Databricks’ ability to process, store, clean, share, analyze, model, and monetize datasets provides myriad benefits for businesses. A lesser discussed benefit is how its structure and capabilities innately support companies’ data protection and privacy obligations.
Within the U.S. there are soon to be eight comprehensive state privacy laws, and throughout the world there are dozens more. The obligations in these laws require companies to have a solid understanding of what data they collect, where they retain it and for how long, with whom they share it, and how they use it.
Databricks’ three-phase structure enables companies to flow their data through bronze, silver, and gold phases with each phase providing capabilities that support companies in meeting their privacy and data protection obligations.
Required by many data protection laws — including the EU General Data Protection Regulation — and the foundation for any successful privacy program, records of processing activities (ROPAs) are essentially logs of the lifecycle of the personal information your company holds: where you collected it, where it’s stored, how it’s used, with whom it’s shared, and when it is deleted.
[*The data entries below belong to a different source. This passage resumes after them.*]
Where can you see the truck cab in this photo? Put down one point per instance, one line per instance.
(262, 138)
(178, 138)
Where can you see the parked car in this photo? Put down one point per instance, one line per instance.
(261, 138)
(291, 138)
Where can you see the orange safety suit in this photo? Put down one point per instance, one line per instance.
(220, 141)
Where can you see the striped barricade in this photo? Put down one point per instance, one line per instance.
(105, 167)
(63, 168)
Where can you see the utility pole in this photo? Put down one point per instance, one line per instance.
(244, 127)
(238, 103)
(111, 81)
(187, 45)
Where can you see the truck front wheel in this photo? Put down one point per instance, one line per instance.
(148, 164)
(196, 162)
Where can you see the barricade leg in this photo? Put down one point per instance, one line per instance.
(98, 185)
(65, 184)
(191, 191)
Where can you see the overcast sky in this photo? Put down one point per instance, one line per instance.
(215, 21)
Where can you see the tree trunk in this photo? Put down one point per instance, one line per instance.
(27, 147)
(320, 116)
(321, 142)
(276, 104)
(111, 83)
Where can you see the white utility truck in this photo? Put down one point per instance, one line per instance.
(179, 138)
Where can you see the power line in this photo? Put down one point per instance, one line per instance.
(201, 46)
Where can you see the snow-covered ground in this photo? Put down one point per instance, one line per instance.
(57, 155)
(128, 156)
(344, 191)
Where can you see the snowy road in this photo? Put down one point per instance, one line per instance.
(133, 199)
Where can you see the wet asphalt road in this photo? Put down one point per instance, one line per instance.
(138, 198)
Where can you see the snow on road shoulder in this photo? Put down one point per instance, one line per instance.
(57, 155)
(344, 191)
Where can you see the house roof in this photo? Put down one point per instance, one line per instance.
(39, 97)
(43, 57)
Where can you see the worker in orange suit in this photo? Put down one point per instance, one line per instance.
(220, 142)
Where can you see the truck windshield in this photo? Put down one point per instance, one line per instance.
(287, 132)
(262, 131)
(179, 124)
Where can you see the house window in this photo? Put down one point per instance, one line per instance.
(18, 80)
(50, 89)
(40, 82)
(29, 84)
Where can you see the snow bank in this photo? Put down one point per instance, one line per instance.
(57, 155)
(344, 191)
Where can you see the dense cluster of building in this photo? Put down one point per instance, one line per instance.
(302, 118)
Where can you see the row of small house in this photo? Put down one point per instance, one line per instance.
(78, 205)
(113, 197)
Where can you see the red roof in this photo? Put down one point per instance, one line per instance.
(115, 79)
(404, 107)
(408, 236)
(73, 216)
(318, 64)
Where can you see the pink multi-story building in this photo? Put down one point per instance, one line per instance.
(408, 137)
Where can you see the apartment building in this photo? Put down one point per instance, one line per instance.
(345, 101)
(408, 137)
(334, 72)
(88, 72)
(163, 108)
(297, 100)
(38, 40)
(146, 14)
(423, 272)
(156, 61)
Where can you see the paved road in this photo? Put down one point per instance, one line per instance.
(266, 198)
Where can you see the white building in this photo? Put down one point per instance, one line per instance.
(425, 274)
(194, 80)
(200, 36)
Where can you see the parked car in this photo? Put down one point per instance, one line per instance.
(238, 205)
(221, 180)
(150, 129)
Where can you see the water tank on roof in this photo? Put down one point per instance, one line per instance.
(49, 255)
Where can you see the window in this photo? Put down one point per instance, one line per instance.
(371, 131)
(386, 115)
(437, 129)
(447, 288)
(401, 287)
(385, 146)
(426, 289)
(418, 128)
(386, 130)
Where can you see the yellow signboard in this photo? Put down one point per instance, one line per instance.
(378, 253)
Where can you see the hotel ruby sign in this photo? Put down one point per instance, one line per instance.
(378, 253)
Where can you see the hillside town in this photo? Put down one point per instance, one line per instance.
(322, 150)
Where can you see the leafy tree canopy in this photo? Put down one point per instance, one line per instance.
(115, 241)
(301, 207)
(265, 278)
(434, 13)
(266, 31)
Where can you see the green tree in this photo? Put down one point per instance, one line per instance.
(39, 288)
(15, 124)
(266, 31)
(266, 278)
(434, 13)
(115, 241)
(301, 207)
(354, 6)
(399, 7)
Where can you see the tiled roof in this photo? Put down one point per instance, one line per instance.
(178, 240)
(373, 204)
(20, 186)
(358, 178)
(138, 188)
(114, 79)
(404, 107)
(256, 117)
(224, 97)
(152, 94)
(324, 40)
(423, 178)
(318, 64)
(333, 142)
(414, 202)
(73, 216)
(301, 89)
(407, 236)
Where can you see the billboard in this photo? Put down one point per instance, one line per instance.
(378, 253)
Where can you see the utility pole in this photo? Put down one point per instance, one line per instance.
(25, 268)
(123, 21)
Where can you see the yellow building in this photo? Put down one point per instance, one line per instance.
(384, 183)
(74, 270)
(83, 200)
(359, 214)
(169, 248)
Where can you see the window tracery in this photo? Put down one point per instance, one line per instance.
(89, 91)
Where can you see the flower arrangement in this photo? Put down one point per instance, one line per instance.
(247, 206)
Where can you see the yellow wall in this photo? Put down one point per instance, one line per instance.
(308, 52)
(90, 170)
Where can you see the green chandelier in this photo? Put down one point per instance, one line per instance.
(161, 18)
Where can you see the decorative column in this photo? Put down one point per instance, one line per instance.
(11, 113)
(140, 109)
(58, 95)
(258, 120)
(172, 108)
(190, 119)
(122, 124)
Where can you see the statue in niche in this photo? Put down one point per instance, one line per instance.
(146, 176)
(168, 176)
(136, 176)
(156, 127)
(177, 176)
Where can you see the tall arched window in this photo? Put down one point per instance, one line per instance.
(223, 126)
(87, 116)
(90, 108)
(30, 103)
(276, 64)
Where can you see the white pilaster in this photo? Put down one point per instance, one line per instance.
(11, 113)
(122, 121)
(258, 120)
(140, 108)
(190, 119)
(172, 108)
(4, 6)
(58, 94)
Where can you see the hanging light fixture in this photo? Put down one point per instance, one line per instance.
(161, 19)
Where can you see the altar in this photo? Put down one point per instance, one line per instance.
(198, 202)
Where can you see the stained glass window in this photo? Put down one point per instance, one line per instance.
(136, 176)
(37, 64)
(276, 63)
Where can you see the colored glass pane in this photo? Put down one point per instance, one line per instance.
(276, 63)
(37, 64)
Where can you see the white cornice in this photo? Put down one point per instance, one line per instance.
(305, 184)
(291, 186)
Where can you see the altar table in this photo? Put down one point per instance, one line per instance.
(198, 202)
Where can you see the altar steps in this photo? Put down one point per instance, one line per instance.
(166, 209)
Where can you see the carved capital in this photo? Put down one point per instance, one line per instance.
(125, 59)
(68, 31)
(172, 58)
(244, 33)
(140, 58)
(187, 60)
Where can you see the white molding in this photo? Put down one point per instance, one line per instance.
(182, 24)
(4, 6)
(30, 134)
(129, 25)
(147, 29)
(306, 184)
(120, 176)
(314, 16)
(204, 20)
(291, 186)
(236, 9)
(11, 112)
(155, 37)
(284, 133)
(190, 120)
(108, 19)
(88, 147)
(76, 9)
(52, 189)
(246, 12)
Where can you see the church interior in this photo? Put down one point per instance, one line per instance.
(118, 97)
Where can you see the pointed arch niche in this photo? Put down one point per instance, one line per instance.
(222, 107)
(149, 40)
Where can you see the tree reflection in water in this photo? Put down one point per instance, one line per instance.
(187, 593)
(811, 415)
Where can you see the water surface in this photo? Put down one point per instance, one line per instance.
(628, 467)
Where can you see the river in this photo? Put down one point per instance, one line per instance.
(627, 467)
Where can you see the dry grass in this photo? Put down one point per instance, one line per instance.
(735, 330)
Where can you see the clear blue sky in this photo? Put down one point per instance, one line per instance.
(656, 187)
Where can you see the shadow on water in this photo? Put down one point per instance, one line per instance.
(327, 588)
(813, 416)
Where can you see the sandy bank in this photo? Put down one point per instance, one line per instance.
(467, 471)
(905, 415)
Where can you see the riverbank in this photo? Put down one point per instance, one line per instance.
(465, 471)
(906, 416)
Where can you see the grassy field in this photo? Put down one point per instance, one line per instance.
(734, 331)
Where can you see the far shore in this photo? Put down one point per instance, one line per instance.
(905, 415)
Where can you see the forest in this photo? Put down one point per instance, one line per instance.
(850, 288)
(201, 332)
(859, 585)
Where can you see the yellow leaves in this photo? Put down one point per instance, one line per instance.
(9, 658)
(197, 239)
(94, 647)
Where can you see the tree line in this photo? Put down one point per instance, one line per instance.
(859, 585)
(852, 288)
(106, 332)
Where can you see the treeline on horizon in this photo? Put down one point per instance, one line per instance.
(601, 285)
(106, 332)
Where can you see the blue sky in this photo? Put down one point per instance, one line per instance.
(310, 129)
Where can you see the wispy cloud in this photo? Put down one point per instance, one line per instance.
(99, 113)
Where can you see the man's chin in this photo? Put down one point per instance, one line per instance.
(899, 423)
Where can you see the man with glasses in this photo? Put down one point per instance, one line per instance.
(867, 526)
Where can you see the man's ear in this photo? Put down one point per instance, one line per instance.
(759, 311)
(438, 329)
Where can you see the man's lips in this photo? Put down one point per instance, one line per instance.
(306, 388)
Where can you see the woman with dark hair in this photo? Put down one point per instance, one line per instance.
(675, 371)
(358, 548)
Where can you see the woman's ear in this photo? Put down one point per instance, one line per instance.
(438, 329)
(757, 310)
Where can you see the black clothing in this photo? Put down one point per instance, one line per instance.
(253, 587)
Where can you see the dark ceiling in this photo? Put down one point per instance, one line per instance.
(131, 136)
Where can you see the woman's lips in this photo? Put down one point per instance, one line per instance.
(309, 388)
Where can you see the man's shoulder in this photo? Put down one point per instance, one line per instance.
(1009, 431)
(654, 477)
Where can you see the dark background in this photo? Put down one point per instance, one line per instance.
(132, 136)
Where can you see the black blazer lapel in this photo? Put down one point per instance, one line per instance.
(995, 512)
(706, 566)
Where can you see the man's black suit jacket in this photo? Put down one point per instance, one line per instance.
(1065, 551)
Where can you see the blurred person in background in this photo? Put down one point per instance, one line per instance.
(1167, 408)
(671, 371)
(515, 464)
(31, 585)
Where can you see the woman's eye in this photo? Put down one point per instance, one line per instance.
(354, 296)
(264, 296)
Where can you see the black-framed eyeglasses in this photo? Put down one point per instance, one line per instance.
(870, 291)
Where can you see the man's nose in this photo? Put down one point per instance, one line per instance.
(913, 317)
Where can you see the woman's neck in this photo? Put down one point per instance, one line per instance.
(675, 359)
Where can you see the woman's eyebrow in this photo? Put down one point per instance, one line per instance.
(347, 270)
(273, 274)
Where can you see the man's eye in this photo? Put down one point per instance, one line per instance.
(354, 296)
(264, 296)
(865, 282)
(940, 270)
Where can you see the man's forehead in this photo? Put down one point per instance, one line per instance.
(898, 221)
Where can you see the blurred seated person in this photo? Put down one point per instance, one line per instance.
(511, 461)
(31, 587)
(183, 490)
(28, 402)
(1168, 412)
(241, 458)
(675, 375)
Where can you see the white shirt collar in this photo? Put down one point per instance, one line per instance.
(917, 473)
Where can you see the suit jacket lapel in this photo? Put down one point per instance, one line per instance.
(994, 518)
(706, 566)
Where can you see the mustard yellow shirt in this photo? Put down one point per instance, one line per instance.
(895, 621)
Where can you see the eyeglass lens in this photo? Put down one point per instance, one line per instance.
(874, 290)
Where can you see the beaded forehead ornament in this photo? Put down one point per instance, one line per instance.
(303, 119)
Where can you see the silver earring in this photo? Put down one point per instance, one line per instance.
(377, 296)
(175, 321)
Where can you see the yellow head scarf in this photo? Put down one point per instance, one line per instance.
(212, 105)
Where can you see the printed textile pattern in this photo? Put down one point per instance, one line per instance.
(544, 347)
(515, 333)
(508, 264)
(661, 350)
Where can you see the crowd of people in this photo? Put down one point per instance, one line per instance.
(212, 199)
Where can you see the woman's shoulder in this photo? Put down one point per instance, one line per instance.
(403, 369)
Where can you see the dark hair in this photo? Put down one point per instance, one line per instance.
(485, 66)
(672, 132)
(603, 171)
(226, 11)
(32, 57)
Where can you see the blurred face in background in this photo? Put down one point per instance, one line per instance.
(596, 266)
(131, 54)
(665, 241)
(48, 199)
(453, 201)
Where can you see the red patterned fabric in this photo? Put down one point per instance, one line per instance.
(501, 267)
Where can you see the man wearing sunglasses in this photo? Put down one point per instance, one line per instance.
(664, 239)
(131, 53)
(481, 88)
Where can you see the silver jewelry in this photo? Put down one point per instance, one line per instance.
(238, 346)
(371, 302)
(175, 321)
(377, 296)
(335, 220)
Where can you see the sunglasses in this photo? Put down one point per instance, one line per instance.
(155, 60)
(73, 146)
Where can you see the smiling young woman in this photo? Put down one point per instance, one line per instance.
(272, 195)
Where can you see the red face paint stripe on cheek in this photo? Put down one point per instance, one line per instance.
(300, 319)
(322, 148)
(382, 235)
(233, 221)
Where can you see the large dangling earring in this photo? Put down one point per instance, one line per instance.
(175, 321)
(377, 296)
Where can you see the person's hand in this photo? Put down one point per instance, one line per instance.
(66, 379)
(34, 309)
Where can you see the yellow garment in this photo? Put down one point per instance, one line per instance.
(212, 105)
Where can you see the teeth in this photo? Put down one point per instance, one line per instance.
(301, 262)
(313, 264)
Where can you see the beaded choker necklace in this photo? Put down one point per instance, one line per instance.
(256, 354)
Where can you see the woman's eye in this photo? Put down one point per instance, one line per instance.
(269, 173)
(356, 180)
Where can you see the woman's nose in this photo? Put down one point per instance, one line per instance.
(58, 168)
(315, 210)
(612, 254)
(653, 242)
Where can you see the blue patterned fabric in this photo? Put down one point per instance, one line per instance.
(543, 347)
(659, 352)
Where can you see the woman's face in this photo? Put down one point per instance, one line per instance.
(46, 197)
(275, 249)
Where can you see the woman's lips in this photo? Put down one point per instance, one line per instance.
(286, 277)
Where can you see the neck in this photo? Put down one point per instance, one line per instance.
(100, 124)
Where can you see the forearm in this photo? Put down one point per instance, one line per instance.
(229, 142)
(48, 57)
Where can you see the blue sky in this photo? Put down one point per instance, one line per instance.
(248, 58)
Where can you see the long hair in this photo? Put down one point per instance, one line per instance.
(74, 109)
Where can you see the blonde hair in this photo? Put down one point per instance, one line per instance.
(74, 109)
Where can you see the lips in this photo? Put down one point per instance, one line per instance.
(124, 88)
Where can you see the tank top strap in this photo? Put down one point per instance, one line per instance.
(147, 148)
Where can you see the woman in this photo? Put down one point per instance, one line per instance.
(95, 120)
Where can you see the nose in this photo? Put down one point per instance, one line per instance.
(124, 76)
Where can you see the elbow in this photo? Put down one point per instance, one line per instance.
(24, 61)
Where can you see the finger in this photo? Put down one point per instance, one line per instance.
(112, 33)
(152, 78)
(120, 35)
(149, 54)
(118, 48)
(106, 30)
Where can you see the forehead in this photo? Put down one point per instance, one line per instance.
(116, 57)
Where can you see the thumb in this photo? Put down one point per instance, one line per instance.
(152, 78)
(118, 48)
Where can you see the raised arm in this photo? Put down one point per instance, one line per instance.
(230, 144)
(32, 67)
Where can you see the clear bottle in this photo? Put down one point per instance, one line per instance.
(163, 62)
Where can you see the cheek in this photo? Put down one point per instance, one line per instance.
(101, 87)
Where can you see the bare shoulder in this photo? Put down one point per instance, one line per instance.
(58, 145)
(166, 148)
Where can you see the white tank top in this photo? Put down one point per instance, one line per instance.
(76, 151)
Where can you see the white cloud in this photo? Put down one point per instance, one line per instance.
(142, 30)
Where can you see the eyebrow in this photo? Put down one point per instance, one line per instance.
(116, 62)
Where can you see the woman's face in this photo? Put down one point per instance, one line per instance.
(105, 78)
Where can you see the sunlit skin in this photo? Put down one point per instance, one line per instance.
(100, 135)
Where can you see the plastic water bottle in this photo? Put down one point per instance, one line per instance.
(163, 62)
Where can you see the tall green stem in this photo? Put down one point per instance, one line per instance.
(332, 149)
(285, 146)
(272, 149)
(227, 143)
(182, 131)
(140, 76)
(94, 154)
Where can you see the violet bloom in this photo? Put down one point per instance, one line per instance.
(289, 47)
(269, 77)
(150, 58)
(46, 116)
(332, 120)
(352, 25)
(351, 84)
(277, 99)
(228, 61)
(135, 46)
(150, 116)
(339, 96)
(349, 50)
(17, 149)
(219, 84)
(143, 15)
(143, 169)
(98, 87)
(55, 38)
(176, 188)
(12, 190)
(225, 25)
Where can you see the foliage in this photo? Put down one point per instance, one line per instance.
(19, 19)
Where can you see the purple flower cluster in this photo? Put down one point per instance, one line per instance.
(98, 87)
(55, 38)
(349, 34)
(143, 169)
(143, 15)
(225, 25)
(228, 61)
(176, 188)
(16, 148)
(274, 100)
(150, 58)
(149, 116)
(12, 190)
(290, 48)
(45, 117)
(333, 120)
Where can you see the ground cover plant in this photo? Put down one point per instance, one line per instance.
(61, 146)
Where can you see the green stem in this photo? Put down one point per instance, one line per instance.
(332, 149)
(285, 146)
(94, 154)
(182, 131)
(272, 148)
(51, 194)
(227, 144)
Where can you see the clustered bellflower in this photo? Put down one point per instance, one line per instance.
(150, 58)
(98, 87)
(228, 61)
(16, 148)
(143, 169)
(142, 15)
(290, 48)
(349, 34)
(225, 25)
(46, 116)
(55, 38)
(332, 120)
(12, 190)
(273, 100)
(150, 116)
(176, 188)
While not required in U.S. state privacy laws, having basic ROPAs in place is essential for responding to the data subject rights that most businesses need to honor.
Databricks and ROPAs
When migrating data into Databricks, it is extracted from the source as-is into the bronze stage of the data lifecycle. In this process, data engineers can extend the data frame, adding metadata columns to the source data table that enables the organization to track the provenance of the data.
For example, where native columns extracted from a CRM look like this:
-
Account ID: A unique identifier for each account record.
-
Account Name: The name of the account.
-
Account Type: The type of account (e.g., customer, partner, competitor).
-
Industry: The industry that the account belongs to (e.g., healthcare, technology, finance).
-
Annual Revenue: The annual revenue of the account.
-
Billing Address: The billing address of the account.
-
Shipping Address: The shipping address of the account.
-
Phone: The phone number associated with the account
-
Number of Employees: The number of employees at the account.
-
Parent Account ID: If the account is a subsidiary, this column stores the ID of the parent account.
-
Created Date: The date and time that the account record was created.
-
Last Modified Date: The date and time that the account record was last modified.
-
Description: A description of the account.
-
TAX ID Number: A TIN or SSN for a small business
-
D&B Number: Dunn and Bradstreet ID
-
Stock Symbol: Stock symbol, if applicable
An engineer can append them to include metadata columns in the export, like so:
-
_sourceSystem = “SalesForce”
-
_sourceTable = “Accounts”
-
_extractSystem = “Databricks Notebook_X”
-
_extractUser = account_x@company.com
-
_extractDateTime = “2023-02-02 13:44:22z”
Now, with these additional columns, you can perform many types of auditing queries against your bronze data; for example:
- Produce a list of all warehouse source systems where a specific column exists;
- Identify the [Account Name] for Acct. ID XXX when extracted from SalesForce on a specific date; or
- Determine the last time the Account table’s data was extracted.
Understanding your data lifecycle is at the core of every privacy program. Databricks provides this understanding through its ability to maintain data provenance and establish ways to clearly identify where it is stored and when and for what purpose it is used.